Paying a Bride Price
Paying a “bride price” or lobola is an expected tradition for many couples hoping to marry in Africa. It is the custom for the groom’s family to pay the bride’s family a certain amount of money for her hand in marriage. In African history, the lobola was paid in cows, but cash is more common now. And the expected price has most definitely gone up in modern times. This causes many young African couples to continue their relationships and have families without first getting married.
Many young LDS couples who wish to get married are part of families who still expect the lobola to be paid. And when the young man simply cannot afford it, the couple feels that they must put off a marriage ceremony. Church leaders have encouraged members in South Africa to no longer follow the tradition of lobola and to instead save money for a trip to the temple so that they may be sealed for time and all eternity. These faithful young Saints are risking the displeasure of their nonmember families by following the teachings of the prophets, but they are surely blessed for it.

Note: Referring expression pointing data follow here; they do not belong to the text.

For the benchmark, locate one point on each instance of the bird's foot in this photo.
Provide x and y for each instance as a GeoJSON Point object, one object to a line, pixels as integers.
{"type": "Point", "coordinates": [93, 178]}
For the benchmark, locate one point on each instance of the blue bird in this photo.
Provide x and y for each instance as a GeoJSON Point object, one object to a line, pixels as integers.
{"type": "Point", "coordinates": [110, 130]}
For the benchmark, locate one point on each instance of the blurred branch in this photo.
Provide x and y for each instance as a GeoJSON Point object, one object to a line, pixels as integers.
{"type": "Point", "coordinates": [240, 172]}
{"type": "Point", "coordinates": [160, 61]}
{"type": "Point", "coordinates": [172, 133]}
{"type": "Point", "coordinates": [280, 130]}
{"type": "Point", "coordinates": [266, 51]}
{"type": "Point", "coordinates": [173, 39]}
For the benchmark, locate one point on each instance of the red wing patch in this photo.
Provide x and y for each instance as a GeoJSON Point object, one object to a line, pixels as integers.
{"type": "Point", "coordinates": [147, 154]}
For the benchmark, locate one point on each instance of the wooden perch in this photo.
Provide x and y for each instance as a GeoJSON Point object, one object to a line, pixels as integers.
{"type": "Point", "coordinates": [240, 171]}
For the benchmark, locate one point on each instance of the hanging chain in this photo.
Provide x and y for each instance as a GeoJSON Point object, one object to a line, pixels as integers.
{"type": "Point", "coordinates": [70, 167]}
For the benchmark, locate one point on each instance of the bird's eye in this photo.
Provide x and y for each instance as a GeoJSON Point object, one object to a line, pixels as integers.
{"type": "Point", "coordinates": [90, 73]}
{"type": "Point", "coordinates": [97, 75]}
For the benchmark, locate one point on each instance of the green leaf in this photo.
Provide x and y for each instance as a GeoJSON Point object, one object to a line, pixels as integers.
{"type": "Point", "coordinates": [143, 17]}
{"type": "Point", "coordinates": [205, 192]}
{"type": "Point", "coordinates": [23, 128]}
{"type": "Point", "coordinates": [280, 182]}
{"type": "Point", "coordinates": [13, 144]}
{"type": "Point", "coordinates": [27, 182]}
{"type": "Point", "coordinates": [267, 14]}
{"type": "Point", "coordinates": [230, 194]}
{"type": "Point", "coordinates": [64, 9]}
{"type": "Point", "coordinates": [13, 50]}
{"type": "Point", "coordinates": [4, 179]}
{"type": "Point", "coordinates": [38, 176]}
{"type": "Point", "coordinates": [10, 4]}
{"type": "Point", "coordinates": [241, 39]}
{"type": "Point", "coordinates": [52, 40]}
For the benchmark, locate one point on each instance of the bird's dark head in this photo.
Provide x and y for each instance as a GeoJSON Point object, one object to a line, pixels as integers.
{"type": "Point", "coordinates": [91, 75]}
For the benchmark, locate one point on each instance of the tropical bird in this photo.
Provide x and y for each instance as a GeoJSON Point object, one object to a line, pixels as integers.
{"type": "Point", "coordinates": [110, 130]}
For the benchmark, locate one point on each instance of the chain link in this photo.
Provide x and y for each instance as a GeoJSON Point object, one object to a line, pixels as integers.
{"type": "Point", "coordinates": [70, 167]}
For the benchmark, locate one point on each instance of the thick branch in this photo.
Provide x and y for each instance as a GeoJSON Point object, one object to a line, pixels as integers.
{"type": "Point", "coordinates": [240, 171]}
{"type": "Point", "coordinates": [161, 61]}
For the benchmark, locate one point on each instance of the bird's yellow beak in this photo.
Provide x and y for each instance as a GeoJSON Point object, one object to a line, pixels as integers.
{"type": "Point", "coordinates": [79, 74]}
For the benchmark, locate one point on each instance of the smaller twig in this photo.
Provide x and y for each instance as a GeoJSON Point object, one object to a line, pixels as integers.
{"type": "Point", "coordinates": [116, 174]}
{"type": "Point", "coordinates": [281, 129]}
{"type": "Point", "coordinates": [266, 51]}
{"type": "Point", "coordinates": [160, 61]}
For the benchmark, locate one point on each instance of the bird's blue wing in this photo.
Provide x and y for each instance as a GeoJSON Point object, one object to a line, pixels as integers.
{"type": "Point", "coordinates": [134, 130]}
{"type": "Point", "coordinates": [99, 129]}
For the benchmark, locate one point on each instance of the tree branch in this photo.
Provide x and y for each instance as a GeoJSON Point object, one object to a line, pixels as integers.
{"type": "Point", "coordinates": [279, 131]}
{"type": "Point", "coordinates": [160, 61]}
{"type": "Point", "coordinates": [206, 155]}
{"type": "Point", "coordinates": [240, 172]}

“There are many stories of couples who have waited for years to be sealed,” says Van Reenen. “And then when they do eventually get to the temple, they are overcome by the Spirit and sheer joy.”
Through his many years of serving the Saints in South Africa, Van Reenen has seen members “press toward the mark” of going to the temple. “Family ties have been strengthened and faith built as individuals and families make the necessary sacrifices to go to the temple,” he says. “Many wards and branches are a long way from the temple in Johannesburg. They need to travel vast distances to get to the temple, often through the night. Financial sacrifices are made, as well as personal discomfort [endured]. We often have wards and branches organizing temple trips that will take them nearly two days of travel in one direction. Then they perform temple ordinances and get straight back on the bus to go back home very tired.”
Of all the obstacles South African Saints face, there is one hurdle that has been the greatest for them to surmount: apartheid. From 1948 to 1994 in South Africa, blacks and whites were distinctly segregated and received different rights and privileges. The nonwhite population of South Africa was not afforded the same rights as white citizens. Uprisings and protests were common, and the country was in turmoil for decades. Even today, South Africa has one of the highest crime rates in the world, and carjacking, murder, and rape are common.
It wasn’t until the 1990s that blacks and other nonwhite South Africans were given the right to vote. Of these historic years of change, Van Reenen says, “When all South Africans were given the right to vote in the ’90s, many predicted a blood bath. In spite of all the speculation and negative sentiment, all went off well and South Africa was united.”
Nigerian member Bernice Ogubie has lived in South Africa for many years, and she is grateful for the warm friendships she’s enjoyed with other members in her new life as a black Mormon woman there, despite the lingering effects of years of apartheid. “The members have been accepting despite the fact that apartheid has done a lot of harm between blacks and whites in this country,” she says. “The gospel is helping members to be accepting and caring for one another.”
Elder T. Jackson Mkhabela, the first black stake president in South Africa who now serves as an Area Seventy in Africa, knows firsthand the hardships that apartheid created for not only the people of South Africa but the members as well. “The legacy of apartheid has exacerbated the division between the different ethnic groups,” he says. “But I have witnessed people of South Africa come together to fight the system of apartheid. This unity has laid a foundation for members of the Church to be at peace one with another in terms of ethnicity. The Saints in South Africa are dedicated and striving to live in accordance to the principles they have come to know and cherish through the gospel. Their success in social progress is largely influenced by the principles of the gospel that they live.”
In a country where morals are mocked and crime is rampant, these members dare to stand apart and stand for what is right. They most definitely aren’t afraid to push the gospel forward with their strong testimonies, inviting smiles, and big hugs. As long-time member Dianne Donnelly says, “The gospel will go forward with or without us. But wouldn’t it be great if it went forward because of us?”